Joshua Sabari, MD: The name of the game here is how you prime the immune system. How do you get more people to look like our [patients with] PD-L1 [expression] greater than 50% who derive these significant durable benefits? You have patients with low PD-L1 expression, and we’ll talk about some of the high-risk subsets, some of the genomic alterations that may portend poor response or poor durability. How do we get those patients to respond better? And adding a CTLA-4 inhibitor, as you mentioned earlier, stepping up the game to allow patients to have more durable responses is critical.
Mark Socinski, MD: We’ve talked about PD-L1 and how it’s not a perfect test, but it’s a useful test from a clinical point of view. [PD-L1 expression is] most useful when it’s high, and you might consider using immuno-monotherapy. Otherwise, I don’t find myself using it in the lows or the negatives. Are you using anything beyond PD-L1 in terms of a biomarker that would affect your clinical behavior?

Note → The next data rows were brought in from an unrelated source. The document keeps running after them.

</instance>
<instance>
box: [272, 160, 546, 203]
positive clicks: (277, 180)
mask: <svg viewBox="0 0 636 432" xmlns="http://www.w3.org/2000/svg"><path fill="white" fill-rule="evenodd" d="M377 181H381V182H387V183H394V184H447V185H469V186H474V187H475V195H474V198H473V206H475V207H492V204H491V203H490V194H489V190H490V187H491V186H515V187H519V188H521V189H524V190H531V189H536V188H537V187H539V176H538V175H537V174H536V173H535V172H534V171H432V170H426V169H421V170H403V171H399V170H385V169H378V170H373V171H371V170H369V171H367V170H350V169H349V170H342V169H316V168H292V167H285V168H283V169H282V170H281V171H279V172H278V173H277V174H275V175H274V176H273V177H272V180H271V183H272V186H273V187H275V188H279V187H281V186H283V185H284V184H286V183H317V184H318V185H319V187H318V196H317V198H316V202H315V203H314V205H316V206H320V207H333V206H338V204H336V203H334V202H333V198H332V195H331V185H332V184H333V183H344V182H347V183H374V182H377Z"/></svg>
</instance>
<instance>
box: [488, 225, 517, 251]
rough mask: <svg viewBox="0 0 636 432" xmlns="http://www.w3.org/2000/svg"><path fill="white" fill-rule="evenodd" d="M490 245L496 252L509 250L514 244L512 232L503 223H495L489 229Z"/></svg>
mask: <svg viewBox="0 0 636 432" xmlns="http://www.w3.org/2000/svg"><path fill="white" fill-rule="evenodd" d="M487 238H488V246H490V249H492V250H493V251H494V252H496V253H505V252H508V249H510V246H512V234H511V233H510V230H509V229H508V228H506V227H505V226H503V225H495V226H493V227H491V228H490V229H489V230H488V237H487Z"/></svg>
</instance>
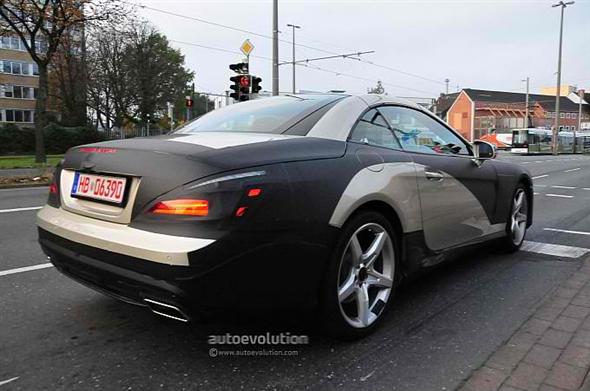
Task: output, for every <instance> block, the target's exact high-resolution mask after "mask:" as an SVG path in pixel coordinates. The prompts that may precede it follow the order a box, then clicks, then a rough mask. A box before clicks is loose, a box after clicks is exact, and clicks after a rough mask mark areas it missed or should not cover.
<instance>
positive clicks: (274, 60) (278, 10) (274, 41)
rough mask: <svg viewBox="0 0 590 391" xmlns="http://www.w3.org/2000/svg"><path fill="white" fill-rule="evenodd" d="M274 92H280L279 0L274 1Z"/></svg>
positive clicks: (273, 73)
mask: <svg viewBox="0 0 590 391" xmlns="http://www.w3.org/2000/svg"><path fill="white" fill-rule="evenodd" d="M272 94H273V95H274V96H276V95H278V94H279V0H273V2H272Z"/></svg>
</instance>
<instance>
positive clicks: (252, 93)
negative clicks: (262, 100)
mask: <svg viewBox="0 0 590 391" xmlns="http://www.w3.org/2000/svg"><path fill="white" fill-rule="evenodd" d="M251 79H252V88H251V91H252V94H258V92H259V91H260V90H261V89H262V87H261V86H260V83H261V82H262V78H260V77H258V76H252V77H251Z"/></svg>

Joshua Sabari, MD: As good as PD-L1 expression is, it’s not the end-all be-all. It’s also a subjective test. If you’ve ever looked at the reports from your biologists, there are some all over the map. Or if you have multiple [biopsy results from] a patient, PD-L1 [expression] can be heterogeneous; it can be dynamic.
Mark Socinski, MD: And we find that in many of our clinical trials where there has to be central testing that the local testing and the central testing don’t match up, correct?

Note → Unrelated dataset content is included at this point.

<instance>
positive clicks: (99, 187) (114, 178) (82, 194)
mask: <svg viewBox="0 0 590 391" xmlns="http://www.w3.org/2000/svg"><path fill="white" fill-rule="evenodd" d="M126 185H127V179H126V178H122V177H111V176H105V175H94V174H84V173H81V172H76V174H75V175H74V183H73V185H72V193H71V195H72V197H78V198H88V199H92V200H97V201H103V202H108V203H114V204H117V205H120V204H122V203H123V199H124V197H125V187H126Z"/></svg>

Joshua Sabari, MD: I’ve had my own pathologists run PD-L1 expression twice or 3 times on the same sample. And you see a discrepancy there as well, depending [on] what time of day it was read, how much coffee the pathologist had. So it’s not a 0 or 1 test.

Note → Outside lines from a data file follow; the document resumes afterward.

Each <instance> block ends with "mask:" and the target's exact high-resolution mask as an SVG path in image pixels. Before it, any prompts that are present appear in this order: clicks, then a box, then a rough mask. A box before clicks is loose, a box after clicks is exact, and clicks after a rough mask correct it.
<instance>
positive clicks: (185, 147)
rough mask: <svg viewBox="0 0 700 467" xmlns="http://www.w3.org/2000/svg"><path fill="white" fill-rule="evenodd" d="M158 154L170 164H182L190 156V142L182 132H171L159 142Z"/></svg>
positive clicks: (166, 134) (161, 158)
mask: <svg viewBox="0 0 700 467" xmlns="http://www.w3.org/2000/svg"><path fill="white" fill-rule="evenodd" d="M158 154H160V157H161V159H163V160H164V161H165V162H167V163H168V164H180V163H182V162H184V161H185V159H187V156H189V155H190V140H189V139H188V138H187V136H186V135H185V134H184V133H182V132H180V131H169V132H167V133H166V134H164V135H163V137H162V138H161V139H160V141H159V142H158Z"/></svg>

Mark Socinski, MD: It’s not like an EGFR mutation [where] you have it or you don’t. Here, it’s a spectrum.
Joshua Sabari, MD: It’s subjective. Other things that you hear about in this setting are things [such as] tumor mutational burden, for example. And lots of work have been done looking at the mutational burden, how many mutations per genome megabase sequence. And we think that higher mutation load [means] better, more durable response. You’ve looked at this a lot [in] your work, but what it [shows] is that it’s not a predictive biomarker, right? It’s really a prognostic biomarker. So patients have higher mutational burden [and] do well with all therapies, not just immunotherapy. Of late, I’ve been looking more at genomic alterations by NGS [next-generation sequencing], not the driver mutations that we had talked about earlier, but mutations that allow me to better understand the biology of the patient’s tumor and some of those high-risk genomic features. KRAS, for example, patients who have KRAS mutations. We’ve talked a lot about KRAS G12C in the past. Those are patients who we think derive benefit from immunotherapy. Those are patients who are smokers. But if you have coalterations in other genes such as STK11 and KEAP1, we know that those patients do not derive as much clinical benefit from the immunotherapy. That’s where we need to step up our game in that patient population. And there are many other high-risk features, things [such as] PTEN loss or SMARCA4 . You meet these patients in the clinic, and the last 10 patients I’ve seen with this alteration have not done well. Maybe these patients need more in clinical practice.
Transcript is AI generated and edited for clarity and readability.